ELECTIONS au CA de l'ADAMI : des candidats pour une rémunération garantie sur INTERNET sur le modèle de la copie privée

Loin de garantir la rémunération des artistes pour l’utilisation de leurs prestations sur internet, le Parlement européen vote le 26 mars dernier une directive qui sécurise juridiquement le pillage de notre travail par les GAFA
Qu’on en juge :

« Il est donc important d’encourager le développement du marché de l'octroi de licences entre les titulaires de droits et les fournisseurs de services de partage de contenus en ligne. Ces accords de licence devraient être équitables et maintenir un équilibre raisonnable entre les deux parties. Les titulaires de droits devraient percevoir une rémunération appropriée pour l’utilisation de leurs oeuvres et autres objets protégés. »

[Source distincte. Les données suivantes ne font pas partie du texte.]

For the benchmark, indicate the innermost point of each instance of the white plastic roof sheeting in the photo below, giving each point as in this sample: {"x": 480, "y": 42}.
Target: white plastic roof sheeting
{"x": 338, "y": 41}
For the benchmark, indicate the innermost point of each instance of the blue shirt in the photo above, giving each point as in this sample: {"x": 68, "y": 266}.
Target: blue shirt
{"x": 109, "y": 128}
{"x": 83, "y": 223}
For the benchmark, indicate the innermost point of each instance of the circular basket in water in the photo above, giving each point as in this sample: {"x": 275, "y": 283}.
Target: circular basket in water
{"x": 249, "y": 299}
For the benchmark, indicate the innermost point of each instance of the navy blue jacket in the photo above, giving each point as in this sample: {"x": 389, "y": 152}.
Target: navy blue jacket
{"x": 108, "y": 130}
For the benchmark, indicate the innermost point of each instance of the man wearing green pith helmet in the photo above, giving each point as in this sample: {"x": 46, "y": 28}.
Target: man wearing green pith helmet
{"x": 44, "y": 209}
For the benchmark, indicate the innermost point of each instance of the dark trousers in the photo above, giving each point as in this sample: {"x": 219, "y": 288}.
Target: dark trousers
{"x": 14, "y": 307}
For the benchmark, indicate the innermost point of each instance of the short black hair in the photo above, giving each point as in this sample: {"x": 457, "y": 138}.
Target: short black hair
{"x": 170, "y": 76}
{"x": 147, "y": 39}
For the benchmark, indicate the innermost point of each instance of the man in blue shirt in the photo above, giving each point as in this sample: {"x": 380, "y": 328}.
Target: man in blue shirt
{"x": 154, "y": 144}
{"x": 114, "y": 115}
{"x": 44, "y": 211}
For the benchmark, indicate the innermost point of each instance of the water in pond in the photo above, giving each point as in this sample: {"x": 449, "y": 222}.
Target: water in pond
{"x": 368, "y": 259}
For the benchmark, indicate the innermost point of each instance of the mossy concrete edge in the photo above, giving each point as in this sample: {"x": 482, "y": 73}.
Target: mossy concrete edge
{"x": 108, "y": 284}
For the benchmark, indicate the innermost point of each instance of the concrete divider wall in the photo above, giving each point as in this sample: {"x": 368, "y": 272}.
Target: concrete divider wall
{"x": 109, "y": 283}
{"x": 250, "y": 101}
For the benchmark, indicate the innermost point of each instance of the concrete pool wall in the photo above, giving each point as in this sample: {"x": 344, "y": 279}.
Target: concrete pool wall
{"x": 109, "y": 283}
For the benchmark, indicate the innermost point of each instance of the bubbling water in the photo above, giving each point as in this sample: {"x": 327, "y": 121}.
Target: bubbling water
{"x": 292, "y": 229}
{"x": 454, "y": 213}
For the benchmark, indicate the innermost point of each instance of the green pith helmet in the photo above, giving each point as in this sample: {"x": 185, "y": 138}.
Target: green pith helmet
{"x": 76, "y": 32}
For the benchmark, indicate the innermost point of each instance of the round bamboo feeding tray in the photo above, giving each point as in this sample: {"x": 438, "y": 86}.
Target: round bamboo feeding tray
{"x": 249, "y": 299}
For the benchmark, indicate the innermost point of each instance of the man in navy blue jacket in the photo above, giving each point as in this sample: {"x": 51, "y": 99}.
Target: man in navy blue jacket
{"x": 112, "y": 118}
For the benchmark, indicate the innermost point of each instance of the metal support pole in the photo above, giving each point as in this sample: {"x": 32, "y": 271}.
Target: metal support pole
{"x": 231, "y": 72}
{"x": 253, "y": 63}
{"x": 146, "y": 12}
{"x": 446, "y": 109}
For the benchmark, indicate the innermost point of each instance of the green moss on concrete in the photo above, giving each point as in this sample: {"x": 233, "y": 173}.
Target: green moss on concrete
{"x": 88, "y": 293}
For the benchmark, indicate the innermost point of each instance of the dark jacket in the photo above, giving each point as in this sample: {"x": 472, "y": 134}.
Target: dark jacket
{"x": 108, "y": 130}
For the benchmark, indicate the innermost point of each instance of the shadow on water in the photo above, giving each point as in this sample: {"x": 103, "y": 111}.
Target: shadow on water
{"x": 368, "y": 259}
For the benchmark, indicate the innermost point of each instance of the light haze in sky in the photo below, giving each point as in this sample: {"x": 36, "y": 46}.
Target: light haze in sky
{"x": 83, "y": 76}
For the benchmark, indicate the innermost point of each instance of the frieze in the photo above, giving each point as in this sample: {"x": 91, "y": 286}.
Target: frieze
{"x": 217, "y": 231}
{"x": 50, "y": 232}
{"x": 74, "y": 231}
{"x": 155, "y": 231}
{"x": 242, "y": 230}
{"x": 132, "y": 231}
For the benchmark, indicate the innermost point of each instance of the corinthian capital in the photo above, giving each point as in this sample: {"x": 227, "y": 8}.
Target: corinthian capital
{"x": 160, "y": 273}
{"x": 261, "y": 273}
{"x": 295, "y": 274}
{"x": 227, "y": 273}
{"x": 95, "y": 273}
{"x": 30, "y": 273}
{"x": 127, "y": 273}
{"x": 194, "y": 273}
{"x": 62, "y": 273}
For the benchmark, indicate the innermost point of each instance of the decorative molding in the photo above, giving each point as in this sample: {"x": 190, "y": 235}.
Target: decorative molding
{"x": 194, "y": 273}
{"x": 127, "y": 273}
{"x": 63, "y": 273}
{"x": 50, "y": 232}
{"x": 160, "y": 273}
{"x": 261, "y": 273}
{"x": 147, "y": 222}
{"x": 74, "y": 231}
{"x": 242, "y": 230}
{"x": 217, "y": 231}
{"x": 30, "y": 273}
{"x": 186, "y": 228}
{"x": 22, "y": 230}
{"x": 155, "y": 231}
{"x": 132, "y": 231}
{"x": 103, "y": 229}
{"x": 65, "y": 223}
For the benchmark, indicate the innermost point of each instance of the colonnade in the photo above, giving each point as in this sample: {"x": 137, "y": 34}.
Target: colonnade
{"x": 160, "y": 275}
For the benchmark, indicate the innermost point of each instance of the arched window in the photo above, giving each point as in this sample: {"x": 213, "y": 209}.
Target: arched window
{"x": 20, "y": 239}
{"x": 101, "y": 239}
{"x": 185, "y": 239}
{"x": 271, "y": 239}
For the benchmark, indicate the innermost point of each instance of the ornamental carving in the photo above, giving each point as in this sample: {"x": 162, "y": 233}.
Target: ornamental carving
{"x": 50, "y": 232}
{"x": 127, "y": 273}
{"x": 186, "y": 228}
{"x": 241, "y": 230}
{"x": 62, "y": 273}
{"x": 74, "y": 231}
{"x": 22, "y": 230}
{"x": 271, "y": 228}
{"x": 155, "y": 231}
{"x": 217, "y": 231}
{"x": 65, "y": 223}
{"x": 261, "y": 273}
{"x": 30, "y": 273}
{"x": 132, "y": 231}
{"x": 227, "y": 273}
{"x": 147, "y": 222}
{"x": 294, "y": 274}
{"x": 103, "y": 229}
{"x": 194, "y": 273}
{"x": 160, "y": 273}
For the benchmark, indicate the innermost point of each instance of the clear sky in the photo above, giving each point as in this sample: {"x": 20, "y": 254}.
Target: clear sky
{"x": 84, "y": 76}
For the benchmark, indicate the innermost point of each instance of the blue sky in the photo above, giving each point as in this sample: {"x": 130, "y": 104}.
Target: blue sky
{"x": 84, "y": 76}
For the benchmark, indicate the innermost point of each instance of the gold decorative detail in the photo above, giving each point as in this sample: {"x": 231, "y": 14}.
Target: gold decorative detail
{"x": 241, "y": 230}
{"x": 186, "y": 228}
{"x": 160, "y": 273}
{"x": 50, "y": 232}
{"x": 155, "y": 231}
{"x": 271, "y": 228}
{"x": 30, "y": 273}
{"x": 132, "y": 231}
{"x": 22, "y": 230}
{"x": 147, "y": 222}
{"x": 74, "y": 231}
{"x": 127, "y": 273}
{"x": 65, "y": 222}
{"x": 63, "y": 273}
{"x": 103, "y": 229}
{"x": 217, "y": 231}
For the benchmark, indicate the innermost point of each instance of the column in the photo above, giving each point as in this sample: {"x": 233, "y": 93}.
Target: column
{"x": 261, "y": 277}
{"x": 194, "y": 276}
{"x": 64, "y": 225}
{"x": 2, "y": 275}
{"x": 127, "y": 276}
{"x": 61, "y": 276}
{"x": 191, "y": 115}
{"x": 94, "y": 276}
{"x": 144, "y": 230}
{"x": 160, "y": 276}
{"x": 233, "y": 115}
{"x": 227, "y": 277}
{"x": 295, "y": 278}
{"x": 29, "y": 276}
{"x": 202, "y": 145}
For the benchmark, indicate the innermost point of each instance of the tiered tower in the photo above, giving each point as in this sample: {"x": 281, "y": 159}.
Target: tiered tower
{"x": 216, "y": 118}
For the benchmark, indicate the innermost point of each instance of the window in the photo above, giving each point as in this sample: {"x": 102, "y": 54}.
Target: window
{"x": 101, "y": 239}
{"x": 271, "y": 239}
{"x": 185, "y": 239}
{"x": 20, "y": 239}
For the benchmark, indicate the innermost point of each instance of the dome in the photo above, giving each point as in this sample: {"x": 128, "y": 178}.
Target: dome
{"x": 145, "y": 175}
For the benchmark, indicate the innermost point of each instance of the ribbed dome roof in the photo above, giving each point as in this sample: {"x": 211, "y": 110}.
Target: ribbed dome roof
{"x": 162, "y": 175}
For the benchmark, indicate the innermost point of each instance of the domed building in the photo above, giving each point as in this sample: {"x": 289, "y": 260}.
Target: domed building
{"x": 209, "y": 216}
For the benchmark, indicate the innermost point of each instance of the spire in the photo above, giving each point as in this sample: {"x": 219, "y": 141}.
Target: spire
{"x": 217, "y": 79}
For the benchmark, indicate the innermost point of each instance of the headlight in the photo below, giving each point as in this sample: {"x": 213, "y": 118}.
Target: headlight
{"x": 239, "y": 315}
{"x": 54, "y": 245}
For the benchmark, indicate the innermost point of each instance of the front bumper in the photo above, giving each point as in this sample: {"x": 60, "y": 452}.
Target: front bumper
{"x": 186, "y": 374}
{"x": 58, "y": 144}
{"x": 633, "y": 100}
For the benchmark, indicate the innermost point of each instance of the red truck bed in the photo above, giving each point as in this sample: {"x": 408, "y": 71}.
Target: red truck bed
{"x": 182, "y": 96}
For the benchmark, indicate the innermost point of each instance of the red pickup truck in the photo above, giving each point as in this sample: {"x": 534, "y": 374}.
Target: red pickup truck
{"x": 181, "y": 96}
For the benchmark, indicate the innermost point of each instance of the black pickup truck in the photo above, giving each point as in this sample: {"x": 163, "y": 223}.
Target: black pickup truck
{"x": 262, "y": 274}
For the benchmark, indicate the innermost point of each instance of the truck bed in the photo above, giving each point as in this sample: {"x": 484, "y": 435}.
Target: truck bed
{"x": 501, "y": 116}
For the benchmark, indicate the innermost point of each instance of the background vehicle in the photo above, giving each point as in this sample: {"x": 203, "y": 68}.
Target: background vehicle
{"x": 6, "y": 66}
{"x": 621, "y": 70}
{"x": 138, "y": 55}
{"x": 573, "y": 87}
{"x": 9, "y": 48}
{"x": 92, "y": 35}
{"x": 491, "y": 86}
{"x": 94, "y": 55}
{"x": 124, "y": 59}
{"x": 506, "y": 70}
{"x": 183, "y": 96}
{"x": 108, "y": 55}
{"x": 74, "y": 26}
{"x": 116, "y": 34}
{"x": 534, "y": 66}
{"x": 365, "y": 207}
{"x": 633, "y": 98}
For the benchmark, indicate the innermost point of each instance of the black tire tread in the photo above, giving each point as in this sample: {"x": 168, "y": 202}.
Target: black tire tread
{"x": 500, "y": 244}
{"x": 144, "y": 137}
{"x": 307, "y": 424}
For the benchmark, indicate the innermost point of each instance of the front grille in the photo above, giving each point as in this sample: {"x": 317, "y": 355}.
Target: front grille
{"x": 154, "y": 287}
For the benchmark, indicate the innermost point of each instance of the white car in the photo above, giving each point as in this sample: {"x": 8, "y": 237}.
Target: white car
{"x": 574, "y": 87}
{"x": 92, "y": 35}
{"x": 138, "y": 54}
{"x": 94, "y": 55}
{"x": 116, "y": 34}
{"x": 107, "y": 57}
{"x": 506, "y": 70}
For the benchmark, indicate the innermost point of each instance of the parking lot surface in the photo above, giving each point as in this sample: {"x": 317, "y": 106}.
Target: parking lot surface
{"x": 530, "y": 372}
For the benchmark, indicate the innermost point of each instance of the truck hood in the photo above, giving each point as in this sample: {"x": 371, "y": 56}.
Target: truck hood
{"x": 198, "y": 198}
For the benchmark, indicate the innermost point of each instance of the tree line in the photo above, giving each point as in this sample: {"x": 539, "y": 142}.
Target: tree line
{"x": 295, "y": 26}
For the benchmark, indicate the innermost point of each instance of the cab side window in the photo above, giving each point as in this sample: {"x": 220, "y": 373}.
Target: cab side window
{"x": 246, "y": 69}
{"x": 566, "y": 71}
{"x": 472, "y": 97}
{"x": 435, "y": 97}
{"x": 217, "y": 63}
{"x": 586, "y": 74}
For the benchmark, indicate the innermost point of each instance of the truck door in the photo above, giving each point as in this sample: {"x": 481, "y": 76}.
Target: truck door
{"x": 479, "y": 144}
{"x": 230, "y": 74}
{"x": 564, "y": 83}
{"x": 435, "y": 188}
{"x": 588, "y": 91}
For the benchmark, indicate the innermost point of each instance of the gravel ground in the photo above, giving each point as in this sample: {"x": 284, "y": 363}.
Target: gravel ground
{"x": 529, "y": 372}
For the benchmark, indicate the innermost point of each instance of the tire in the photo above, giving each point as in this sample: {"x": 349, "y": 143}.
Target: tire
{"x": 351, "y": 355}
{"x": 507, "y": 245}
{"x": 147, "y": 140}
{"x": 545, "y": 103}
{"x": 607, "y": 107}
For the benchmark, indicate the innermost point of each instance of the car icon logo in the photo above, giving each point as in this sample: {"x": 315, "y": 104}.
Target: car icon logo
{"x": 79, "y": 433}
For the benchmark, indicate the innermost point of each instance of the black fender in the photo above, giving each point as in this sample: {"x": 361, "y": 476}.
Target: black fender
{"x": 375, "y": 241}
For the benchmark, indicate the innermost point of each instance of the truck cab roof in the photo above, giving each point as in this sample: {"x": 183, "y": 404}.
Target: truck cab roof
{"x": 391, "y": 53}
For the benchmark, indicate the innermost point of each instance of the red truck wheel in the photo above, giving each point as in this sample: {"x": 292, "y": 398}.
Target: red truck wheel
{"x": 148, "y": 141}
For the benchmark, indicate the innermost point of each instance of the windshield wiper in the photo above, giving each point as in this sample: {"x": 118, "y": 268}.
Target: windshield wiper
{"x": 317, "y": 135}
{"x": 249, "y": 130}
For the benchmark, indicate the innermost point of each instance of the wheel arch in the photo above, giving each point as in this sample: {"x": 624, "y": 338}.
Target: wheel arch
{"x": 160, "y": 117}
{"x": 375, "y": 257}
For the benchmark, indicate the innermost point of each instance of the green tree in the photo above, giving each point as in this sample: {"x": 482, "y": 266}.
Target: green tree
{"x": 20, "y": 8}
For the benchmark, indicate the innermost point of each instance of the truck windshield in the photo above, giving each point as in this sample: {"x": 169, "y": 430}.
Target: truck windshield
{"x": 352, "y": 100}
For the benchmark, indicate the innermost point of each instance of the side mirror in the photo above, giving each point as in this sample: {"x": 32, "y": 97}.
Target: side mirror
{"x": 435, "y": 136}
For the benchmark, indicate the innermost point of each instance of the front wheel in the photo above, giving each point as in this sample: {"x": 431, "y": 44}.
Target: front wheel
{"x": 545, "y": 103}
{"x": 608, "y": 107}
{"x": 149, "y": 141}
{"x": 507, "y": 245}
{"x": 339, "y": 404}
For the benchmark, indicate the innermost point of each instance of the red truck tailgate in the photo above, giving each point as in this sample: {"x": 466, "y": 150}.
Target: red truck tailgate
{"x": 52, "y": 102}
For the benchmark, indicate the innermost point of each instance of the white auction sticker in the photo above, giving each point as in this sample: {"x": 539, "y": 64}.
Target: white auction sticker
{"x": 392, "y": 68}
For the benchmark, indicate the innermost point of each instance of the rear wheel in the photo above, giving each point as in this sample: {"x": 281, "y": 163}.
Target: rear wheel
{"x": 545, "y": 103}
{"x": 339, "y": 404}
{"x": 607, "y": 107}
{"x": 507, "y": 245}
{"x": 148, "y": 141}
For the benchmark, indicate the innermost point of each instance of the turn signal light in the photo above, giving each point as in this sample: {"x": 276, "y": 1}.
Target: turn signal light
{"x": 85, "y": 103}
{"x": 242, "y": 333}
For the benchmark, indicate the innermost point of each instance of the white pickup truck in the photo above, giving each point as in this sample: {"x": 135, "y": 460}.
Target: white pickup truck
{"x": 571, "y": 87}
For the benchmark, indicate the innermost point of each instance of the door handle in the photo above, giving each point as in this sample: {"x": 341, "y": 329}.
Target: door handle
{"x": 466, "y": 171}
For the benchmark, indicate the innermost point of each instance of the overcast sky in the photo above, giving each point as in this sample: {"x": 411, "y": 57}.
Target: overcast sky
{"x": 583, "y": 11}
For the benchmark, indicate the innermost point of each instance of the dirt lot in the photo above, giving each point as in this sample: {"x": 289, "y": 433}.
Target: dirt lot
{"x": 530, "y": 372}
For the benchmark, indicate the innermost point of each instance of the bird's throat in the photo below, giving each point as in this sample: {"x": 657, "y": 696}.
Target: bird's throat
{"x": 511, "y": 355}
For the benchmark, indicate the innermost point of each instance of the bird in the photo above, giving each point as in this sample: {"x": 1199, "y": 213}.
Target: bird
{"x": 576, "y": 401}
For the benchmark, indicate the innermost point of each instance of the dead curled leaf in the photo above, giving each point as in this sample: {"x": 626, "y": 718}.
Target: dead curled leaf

Première remarque : y a t’il déjà eu d’ « équité » entre les artistes et les fournisseurs d’accès et plate-forme internet ?
Notre travail constitue leurs principaux contenus qui en 20 ans, les ont enrichi à milliards, sans quasiment aucune rémunération des artistes. Dès lors, comment le Parlement européen entend–il garantir aux artistes une « équité » et un « équilibre » ? Et que veut dire « raisonnable » ?

Deuxième remarque : qu’est-ce qu’une « rémunération appropriée » ? Prenons l’exemple des plate-forme légales de téléchargement. L’artiste perçoit 0,04e pour la vente d’un titre commercialisé légalement 1,29e. Est-ce déjà cela une « rémunération appropriée » pour le Parlement européen ?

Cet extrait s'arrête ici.